Summarisation:    "summarise: [long article text]"
                  → "Brief summary."

Classification:   "Is this review positive or negative? Great product!"
                  → "positive"

QA:               "question: What drug does the patient take? context: ..."
                  → "Warfarin"

This unified text-to-text format allows pre-training on all tasks simultaneously with the same cross-entropy loss.


T5 Variants

| Model | Params | Notes | |-------|--------|-------| | T5-small | 60M | 6 encoder + 6 decoder layers | | T5-base | 220M | 12+12 layers | | T5-large | 770M | 24+24 layers | | T5-3B | 3B | | | T5-11B | 11B | SOTA on many benchmarks at release | | Flan-T5 | 60M–11B | Instruction fine-tuned on 1800+ tasks | | BART | 140M–400M | Corrupted-text reconstruction pretraining |


BART Pretraining

BART (Lewis et al., 2019) uses a different pretraining strategy — corrupt the input and train to reconstruct it:

Corruption types:
  Token masking:   "The [MASK] takes [MASK] daily"
  Token deletion:  "The takes Warfarin"     (tokens removed)
  Text infilling:  "The [MASK] daily"       (span replaced with one mask)
  Sentence permutation: sentences shuffled
  Document rotation: start at random token

Target: always the original uncorrupted text

BART outperforms T5 on summarisation because the reconstruction objective is closer to that task.

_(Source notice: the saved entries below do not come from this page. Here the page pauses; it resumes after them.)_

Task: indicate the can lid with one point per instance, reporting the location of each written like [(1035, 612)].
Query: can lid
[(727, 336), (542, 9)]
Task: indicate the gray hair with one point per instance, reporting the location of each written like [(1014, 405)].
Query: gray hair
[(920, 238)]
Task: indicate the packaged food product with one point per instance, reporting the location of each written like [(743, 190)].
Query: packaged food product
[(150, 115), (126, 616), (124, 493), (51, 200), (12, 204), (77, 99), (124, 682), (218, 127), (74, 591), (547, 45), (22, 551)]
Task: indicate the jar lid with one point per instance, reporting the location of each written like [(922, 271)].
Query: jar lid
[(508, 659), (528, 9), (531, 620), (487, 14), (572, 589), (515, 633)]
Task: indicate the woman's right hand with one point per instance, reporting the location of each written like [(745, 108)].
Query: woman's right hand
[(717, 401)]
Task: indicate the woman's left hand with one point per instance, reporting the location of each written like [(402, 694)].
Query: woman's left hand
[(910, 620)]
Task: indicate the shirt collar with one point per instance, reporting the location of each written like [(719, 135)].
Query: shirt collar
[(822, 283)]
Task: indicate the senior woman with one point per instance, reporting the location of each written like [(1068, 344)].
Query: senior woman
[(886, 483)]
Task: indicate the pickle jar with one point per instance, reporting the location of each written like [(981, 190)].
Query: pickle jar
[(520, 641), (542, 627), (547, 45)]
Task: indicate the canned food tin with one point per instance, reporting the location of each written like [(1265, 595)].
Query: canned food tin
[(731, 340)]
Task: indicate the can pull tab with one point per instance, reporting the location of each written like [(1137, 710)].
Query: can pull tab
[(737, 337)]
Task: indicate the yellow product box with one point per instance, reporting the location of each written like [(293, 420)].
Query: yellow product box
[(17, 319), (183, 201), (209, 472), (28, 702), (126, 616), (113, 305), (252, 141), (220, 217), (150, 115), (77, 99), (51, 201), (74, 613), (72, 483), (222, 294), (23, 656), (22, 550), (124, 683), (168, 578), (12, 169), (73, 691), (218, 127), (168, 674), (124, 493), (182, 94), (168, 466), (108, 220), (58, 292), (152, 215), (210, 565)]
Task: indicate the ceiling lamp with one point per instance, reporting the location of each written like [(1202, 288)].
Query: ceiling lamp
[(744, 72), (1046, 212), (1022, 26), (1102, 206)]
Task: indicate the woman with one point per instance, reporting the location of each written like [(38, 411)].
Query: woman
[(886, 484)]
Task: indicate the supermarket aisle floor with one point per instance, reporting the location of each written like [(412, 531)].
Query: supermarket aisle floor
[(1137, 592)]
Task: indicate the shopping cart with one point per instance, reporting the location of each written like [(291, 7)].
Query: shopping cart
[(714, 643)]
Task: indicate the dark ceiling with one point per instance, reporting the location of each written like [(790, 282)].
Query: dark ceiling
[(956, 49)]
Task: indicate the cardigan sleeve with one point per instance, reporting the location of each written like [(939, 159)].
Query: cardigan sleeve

Encoder-Decoder vs Decoder-Only for Generation

| Property | Encoder-Decoder | Decoder-Only | |----------|-----------------|--------------| | Source encoding | Bidirectional (full context) | Causal (left-to-right) | | Cross-attention | Yes (explicit source-target link) | No | | Compute | Higher (two stacks) | Lower per parameter | | Good for | Structured seq2seq (translation, summarisation) | Open-ended generation, chat | | Fine-tuning data | Efficient (supervised seq2seq) | Needs more examples | | Modern trend | Less dominant | Dominant (GPT-style) |

Decoder-only models can do translation and summarisation by treating them as text generation tasks — they just aren't architecturally optimised for it.


When to Choose Encoder-Decoder

Use encoder-decoder when:

  • Task is inherently seq2seq with distinct input/output (translation, summarisation)
  • Fine-tuning on small supervised datasets (cross-attention provides a strong inductive bias)
  • Input and output lengths differ significantly
  • You need T5/BART/Flan-T5 via HuggingFace for a structured NLP task

Use decoder-only when:

  • Open-ended generation, chat, code completion
  • Large model + in-context learning (few-shot GPT-style prompting)
  • Unified pretraining at scale

Interview Answer

"Encoder-decoder models have two separate stacks. The encoder processes the full source sequence with bidirectional self-attention, producing contextualised representations. The decoder generates the target autoregressively: each decoder block has causal self-attention (past target tokens only) plus cross-attention where Q comes from the decoder and K/V come from the encoder output. This cross-attention is the bridge — it lets the decoder attend to any source position. T5 unifies all NLP tasks into text-to-text generation. Encoder-decoder excels at structured seq2seq tasks; decoder-only dominates at scale for open-ended generation."